US, France, Britain launch airstrikes on Syria
The United States, Britain and France carried out a wave of punitive strikes on Syria's capital Damascus in response to alleged chemical weapons attacks by Bashar al-Assad's regime.
3 min read
14 April, 2018
The United States, Britain and France carried out a wave of punitive strikes against Bashar al-Assad's Syrian regime on Saturday in response to alleged chemical weapons attacks that President Donald Trump branded the "crimes of a monster".

As Trump embarked on a White House address to announce the action - taken in defiance of Russia's threat to respond - explosions were heard in the Syrian capital Damascus, signalling a new chapter in a brutal seven-year-old civil war.

Several consecutive blasts were heard at 4:00 am (0100 GMT), followed by the sound of airplanes overhead, AFP's correspondent in the city said. Smoke could be seen rising from the northern and eastern edges of the capital.

"A short time ago, I ordered the United States armed forces to launch precision strikes on targets associated with the chemical weapons capabilities of Syrian dictator Bashar al-Assad," Trump said, in a primetime address.

"A combined operation with the armed forces of France and the United Kingdom is now under way. We thank them both," Trump added.

"This massacre was a significant escalation in a pattern of chemical weapons use by that very terrible regime," he said of the suspected deadly gas attack a week ago on the rebel-held Damascus suburb of Douma.

"The evil and the despicable attack left mother and fathers, infants and children thrashing in pain and gasping for air. These are not the actions of a man. They are crimes of a monster instead."

The evil and the despicable attack left mother and fathers, infants and children thrashing in pain and gasping for air. These are not the actions of a man. They are crimes of a monster instead.
- US President Donald Trump 

'Heavy strike'

General Joseph Dunford, Washington's top general, said the precision strikes hit three targets - a scientific research center near Damascus, a storage facility and command post also near the capital and a chemical weapons storage facility near Homs.

He added that Syrian surface to air missile batteries had attempted to fire back, but there were no initial reports of any allied losses.

It was a marked escalation in force compared to a US strike launched a year ago, when only cruise missiles were used against a single airfield.

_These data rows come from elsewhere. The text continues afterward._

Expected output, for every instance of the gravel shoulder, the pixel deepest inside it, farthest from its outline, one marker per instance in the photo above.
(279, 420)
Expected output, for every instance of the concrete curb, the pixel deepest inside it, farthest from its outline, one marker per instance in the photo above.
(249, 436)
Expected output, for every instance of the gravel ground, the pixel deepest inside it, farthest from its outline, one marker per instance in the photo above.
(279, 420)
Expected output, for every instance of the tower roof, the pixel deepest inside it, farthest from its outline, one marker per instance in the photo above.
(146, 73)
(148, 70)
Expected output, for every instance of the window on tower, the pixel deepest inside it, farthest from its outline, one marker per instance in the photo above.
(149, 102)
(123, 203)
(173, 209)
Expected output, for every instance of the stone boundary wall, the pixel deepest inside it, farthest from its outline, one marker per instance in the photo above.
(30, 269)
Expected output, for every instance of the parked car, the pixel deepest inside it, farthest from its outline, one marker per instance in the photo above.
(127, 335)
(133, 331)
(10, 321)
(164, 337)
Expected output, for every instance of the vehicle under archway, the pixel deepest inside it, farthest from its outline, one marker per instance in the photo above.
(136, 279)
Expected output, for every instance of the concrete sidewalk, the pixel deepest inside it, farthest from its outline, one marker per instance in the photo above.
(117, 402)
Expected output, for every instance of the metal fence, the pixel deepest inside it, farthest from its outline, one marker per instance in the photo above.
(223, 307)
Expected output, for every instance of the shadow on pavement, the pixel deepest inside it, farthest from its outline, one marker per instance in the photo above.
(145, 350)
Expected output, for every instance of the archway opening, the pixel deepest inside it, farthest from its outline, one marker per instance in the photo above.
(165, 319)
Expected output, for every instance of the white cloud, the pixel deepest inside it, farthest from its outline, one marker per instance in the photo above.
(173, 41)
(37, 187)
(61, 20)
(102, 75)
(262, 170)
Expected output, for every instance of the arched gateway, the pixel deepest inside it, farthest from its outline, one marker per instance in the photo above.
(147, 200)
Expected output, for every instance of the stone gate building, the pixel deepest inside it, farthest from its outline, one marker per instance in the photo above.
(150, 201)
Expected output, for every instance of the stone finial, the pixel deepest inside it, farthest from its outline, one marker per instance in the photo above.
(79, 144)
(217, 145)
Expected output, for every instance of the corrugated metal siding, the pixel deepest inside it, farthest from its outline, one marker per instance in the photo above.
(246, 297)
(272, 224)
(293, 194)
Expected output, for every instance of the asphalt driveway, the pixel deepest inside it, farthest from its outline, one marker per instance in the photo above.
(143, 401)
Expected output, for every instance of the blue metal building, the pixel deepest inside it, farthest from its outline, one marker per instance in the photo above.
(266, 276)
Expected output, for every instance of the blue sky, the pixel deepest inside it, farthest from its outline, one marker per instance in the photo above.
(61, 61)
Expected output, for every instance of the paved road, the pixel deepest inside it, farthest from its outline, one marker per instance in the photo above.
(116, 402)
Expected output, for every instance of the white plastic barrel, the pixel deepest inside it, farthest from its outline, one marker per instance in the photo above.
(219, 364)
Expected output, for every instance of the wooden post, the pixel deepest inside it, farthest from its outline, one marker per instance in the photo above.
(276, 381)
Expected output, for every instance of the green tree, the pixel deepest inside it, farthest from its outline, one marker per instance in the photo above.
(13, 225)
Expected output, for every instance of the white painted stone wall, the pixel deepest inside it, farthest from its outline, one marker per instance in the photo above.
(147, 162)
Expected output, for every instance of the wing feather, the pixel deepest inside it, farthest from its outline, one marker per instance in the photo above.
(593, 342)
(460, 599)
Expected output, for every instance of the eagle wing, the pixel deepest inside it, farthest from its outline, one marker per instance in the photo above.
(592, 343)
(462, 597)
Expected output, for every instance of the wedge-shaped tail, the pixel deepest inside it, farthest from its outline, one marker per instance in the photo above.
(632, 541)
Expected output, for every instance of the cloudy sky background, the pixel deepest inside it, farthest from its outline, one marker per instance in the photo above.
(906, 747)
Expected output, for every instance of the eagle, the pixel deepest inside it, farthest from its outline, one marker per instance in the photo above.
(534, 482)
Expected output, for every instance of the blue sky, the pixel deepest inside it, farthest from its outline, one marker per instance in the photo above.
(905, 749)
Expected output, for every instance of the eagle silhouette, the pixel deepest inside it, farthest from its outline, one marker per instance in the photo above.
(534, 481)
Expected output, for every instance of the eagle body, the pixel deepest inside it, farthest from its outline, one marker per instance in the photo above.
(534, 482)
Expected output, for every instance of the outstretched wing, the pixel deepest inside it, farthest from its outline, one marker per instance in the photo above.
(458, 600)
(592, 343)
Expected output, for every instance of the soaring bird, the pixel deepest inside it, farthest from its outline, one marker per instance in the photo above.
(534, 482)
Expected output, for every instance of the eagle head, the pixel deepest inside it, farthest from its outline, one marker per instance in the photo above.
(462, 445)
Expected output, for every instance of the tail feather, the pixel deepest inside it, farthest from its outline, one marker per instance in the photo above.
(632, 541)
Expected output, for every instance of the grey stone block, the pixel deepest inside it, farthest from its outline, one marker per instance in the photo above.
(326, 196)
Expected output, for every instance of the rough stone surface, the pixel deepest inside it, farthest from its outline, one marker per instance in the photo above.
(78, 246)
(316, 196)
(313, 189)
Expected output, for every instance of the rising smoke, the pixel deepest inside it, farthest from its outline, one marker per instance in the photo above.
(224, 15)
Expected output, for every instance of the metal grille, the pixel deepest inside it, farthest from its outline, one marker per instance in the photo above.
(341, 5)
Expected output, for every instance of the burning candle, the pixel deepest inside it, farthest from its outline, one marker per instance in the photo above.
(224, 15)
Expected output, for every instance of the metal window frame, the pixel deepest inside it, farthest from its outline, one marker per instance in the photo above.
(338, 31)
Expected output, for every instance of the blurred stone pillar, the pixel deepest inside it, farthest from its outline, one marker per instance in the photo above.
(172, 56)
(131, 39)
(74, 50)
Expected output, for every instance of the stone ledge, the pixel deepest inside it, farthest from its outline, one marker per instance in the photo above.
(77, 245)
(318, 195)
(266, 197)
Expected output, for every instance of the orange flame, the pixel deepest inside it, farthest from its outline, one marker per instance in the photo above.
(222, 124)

Dunford said Russia's forces in Syria had been warned through existing "deconfliction" channels that western planes would be in Syrian air space, but that Washington had not revealed the target sites or timing in advance.

Defense Secretary Jim Mattis said no additional strikes were planned unless Assad again uses chemical weapons. 

"We were very precise and proportionate, but at the same time, it was a heavy strike," he said.

We cannot tolerate the normalization of the use of chemical weapons
- France's President Emmanuel Macron

United front

Trump also warned Russia and Iran not to stand by their ally in Damascus.

"Russia must decide if it will continue down this dark path or if it will join with civilized nations as a force for stability and peace," he argued.

The strikes had been expected since harrowing footage surfaced of the aftermath of the attack in Douma, which prompted a furious reaction from Trump.

Trump's anger and apparent determination was quickly matched by France's President Emmanuel Macron, who signed his country up for a joint response.

"We cannot tolerate the normalization of the use of chemical weapons," Macron said in a statement.

Britain's Prime Minister Theresa May was more cautious, but by the time the first precision cruise missile was launched, Trump had a mini-coalition.

"We cannot allow the use of chemical weapons to become normalized – within Syria, on the streets of the UK, or anywhere else in our world," May said, referring to a recent assassination attempt on a Russian double agent.